Guia ortopédico para pacientes
Luxação acromioclavicular
A articulação acromioclavicular une a extremidade da clavícula ao ponto mais alto do ombro. A lesão ocorre frequentemente após queda direta sobre o ombro e pode variar de um entorse leve a uma separação completa com ruptura ligamentar.

Como essa condição acontece?
Os ligamentos acromioclaviculares e coracoclaviculares controlam a relação entre clavícula e escápula. A deformidade visível representa deslocamento relativo dessas estruturas. O grau radiográfico precisa ser interpretado junto com dor, estabilidade e demanda funcional.
Principais sintomas e sinais
- dor localizada no topo do ombro
- inchaço e dificuldade para cruzar o braço à frente do corpo
- saliência da clavícula
- dor intensa ou alteração da pele após trauma
Como é feito o diagnóstico?
O diagnóstico é clínico e radiográfico. Incidências específicas comparam alinhamento e afastamento entre clavícula e coracoide. Outras lesões do ombro devem ser consideradas quando os sintomas não correspondem ao grau aparente.
Opções de tratamento
Lesões de menor grau são tratadas com tipoia por conforto, gelo, analgesia e recuperação progressiva de movimento e força. Separações completas exigem decisão individual. Cirurgia é mais claramente indicada em padrões de alto grau e pode ser considerada em alguns pacientes com deformidade instável, dor persistente ou demanda elevada.
Como o tratamento é decidido?
A classificação radiográfica não decide sozinha. Dor, deformidade, estabilidade horizontal e vertical, tempo de lesão, movimento da escápula, trabalho e esporte são considerados. Muitos casos evoluem bem sem cirurgia; instabilidade importante ou sintomas persistentes podem indicar reconstrução.
Decisão individualizada: o exame físico, as imagens, a condição clínica e os objetivos do paciente precisam ser analisados em conjunto.

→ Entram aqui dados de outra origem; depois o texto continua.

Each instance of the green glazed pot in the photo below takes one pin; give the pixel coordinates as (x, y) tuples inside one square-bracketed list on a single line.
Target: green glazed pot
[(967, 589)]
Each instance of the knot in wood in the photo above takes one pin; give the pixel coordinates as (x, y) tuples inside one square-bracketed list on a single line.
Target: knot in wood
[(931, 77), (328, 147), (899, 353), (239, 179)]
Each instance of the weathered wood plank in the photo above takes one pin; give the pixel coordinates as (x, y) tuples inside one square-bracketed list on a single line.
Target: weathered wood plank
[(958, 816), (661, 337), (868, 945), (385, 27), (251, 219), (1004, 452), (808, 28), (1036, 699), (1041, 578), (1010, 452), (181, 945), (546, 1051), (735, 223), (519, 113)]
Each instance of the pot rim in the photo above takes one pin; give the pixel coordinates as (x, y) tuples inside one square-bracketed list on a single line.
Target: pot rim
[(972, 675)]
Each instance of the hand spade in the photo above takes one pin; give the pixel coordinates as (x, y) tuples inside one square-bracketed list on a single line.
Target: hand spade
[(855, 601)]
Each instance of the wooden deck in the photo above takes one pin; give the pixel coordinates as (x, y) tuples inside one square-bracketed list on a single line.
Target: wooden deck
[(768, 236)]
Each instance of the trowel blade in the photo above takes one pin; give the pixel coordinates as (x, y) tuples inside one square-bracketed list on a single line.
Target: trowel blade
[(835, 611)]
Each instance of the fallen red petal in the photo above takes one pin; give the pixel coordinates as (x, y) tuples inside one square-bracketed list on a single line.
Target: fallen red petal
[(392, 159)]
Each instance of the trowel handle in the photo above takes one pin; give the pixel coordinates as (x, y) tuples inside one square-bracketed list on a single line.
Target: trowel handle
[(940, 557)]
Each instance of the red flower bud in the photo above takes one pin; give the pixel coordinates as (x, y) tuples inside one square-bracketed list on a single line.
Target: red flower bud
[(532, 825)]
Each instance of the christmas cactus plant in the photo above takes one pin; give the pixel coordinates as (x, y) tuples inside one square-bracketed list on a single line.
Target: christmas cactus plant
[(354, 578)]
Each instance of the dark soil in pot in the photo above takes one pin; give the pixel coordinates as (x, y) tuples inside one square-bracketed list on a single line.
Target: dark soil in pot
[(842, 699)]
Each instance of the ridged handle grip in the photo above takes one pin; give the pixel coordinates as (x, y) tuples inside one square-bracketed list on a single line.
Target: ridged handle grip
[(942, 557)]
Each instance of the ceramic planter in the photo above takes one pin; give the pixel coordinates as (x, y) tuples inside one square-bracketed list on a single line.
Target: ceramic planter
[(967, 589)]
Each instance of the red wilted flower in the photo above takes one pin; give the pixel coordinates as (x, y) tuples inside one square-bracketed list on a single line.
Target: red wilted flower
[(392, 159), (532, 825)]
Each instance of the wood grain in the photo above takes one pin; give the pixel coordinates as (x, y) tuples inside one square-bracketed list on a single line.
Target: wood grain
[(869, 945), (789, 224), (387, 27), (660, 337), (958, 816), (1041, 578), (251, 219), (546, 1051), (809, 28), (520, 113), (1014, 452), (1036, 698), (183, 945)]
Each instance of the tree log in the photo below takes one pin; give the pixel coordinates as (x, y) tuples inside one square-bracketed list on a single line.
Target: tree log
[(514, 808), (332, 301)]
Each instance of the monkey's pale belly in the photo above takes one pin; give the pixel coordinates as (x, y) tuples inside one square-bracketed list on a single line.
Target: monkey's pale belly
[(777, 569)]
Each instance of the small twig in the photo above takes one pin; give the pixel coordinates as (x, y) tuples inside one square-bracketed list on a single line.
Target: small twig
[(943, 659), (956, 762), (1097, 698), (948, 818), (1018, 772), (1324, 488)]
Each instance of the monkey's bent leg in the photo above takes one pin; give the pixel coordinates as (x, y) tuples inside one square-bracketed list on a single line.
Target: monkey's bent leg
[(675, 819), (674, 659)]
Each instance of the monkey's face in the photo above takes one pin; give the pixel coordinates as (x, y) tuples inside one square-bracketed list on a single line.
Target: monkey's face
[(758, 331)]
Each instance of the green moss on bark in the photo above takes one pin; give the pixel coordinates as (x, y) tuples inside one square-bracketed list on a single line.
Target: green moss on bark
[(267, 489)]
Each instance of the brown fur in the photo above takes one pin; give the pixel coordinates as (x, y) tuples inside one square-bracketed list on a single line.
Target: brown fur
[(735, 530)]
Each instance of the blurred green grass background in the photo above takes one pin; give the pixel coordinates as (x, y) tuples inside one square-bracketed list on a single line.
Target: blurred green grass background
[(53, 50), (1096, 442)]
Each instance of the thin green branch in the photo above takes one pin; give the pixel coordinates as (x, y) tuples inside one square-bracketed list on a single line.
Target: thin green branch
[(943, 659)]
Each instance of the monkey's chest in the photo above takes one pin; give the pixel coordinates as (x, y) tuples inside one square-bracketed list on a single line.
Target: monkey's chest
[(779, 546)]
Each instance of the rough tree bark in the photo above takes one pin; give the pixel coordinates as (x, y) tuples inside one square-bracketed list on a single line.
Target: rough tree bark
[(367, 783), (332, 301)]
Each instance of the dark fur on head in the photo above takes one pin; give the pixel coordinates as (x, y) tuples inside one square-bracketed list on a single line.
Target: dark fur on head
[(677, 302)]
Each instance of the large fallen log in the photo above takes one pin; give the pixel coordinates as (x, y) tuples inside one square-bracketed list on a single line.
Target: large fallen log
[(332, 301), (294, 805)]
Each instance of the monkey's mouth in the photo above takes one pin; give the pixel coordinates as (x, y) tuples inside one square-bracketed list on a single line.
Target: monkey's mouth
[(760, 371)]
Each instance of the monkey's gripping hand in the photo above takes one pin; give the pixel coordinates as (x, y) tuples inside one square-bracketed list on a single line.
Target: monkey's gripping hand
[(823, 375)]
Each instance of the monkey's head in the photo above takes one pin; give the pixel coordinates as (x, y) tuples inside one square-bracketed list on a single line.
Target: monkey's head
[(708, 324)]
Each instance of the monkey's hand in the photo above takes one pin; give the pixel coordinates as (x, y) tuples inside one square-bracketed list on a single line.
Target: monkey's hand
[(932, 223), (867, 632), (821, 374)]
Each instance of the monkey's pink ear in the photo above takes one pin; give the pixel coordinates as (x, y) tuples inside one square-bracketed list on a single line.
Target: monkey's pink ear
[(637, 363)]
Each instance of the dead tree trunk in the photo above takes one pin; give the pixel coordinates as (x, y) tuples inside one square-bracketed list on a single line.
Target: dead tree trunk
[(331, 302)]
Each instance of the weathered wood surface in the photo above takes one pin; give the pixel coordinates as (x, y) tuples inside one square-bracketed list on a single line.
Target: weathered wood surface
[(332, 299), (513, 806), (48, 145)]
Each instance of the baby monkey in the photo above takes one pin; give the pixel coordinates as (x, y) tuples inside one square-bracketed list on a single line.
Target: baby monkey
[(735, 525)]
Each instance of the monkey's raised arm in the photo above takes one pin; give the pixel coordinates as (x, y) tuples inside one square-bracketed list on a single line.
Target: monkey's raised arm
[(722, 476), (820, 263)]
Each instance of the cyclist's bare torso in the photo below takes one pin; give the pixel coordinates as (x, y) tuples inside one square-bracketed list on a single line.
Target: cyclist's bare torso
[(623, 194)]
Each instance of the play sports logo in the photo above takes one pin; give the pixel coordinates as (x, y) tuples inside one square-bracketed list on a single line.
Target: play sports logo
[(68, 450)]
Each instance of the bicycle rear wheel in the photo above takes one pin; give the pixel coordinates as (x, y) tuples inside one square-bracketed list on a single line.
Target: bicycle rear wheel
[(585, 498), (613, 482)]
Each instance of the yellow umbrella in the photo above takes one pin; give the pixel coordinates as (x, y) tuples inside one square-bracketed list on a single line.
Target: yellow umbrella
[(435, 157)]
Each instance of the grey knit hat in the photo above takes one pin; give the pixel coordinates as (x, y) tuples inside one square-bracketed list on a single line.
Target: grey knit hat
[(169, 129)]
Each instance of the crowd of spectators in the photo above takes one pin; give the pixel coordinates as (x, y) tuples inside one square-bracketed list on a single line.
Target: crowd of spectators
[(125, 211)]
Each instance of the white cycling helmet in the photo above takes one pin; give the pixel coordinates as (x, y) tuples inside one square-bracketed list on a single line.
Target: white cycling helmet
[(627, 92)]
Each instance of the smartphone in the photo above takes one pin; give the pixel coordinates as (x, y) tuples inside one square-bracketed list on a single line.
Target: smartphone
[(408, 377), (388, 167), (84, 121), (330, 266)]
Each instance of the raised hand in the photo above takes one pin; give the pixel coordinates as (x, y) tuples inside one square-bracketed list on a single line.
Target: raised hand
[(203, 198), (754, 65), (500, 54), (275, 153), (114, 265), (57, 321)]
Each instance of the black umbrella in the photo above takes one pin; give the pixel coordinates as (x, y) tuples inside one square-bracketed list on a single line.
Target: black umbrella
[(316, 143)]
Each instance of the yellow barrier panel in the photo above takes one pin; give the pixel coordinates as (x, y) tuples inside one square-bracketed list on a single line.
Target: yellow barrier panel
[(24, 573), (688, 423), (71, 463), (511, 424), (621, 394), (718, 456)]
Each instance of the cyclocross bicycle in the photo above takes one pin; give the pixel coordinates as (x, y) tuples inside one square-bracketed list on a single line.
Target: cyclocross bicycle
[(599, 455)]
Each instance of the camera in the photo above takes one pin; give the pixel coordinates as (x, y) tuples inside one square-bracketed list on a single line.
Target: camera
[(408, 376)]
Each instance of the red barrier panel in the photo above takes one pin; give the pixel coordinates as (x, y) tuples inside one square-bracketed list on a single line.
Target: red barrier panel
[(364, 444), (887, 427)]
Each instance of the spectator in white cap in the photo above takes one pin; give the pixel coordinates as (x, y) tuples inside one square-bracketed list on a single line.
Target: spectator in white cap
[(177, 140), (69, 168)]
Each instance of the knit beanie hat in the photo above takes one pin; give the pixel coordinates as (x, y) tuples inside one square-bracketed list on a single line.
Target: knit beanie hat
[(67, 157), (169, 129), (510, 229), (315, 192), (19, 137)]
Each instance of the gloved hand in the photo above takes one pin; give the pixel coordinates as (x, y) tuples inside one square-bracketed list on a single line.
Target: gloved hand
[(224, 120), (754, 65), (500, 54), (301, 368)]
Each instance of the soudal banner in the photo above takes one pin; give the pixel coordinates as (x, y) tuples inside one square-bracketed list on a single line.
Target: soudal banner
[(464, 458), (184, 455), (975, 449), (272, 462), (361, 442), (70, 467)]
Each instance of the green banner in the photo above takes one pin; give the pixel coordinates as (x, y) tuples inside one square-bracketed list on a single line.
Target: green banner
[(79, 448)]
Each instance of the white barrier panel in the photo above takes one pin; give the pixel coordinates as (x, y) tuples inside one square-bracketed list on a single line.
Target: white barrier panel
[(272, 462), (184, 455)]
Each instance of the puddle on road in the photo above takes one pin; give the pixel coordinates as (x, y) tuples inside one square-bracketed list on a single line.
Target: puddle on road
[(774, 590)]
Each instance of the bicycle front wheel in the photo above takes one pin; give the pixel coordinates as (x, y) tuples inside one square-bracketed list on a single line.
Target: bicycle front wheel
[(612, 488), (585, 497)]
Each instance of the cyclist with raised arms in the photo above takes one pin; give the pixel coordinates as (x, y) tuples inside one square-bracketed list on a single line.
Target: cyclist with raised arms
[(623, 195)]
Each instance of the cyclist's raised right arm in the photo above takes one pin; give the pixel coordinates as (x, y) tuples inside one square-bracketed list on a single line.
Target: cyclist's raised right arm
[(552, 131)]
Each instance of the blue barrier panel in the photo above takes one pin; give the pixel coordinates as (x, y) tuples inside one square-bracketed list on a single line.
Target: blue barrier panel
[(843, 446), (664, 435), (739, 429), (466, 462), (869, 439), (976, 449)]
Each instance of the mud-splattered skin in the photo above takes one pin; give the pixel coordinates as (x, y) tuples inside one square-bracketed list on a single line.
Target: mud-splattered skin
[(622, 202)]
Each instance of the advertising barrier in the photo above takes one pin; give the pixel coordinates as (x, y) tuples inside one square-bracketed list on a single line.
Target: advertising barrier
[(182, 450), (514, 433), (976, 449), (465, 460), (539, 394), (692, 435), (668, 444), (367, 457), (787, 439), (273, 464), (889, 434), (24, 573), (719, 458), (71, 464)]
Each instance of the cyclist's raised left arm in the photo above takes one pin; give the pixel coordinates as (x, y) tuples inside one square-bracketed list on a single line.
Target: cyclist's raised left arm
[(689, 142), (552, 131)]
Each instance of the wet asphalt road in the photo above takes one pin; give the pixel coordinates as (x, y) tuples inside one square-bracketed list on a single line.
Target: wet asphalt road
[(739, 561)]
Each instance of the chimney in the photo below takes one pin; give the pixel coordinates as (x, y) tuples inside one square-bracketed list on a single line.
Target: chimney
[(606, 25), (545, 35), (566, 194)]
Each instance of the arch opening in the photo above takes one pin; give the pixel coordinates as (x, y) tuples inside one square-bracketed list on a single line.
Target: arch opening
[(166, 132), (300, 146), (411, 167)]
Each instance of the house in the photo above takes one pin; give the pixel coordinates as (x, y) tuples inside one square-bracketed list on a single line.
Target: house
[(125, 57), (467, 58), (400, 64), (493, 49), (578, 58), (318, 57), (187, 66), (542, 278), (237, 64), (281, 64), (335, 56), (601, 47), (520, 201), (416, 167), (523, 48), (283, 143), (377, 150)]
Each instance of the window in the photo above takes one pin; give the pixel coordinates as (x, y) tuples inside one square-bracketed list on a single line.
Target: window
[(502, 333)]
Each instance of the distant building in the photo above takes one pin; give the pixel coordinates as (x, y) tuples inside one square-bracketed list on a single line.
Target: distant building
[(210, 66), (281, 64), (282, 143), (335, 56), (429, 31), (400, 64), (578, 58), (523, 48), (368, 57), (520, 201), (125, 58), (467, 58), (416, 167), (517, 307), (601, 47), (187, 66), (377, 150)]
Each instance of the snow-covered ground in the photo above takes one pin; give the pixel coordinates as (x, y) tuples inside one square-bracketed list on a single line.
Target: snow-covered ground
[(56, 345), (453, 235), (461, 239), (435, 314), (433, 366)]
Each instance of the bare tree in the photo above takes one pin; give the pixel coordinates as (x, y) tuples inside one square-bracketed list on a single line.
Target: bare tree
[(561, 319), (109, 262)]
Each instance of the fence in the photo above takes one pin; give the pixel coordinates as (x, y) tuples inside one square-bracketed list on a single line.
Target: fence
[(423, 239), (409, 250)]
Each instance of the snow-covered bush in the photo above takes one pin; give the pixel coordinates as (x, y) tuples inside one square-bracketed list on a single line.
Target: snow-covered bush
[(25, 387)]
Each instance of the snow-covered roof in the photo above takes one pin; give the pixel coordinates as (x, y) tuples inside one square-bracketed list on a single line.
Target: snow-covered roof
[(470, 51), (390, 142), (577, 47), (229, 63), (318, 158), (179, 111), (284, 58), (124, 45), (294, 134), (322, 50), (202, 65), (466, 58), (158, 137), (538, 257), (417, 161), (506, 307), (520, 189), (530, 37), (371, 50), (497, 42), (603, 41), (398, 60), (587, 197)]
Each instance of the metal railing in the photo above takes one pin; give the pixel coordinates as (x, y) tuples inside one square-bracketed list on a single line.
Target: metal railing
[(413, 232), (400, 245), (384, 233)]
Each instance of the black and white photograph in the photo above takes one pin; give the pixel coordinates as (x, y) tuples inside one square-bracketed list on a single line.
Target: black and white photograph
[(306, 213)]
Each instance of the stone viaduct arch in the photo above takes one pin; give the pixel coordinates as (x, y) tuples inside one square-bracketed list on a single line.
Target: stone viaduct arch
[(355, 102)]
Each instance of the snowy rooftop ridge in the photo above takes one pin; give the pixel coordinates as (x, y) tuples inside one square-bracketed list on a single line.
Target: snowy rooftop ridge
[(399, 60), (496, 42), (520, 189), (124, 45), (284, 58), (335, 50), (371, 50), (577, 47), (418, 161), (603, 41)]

Recuperação e acompanhamento
O uso da tipoia deve ser limitado ao necessário para controle da dor. Exercícios recuperam mobilidade escapular e força. A saliência pode permanecer mesmo com boa função. Retorno ao esporte depende de dor, mobilidade, força e estabilidade.
Dúvidas frequentes
A saliência precisa desaparecer?
Não necessariamente. Muitas pessoas mantêm um relevo, mas recuperam boa função sem cirurgia.
Toda separação completa opera?
Não. O tipo da lesão, sintomas e necessidades do paciente orientam a decisão.
Pode operar mais tarde?
Em casos sintomáticos crônicos, reconstrução pode ser considerada, mas a técnica difere do tratamento agudo.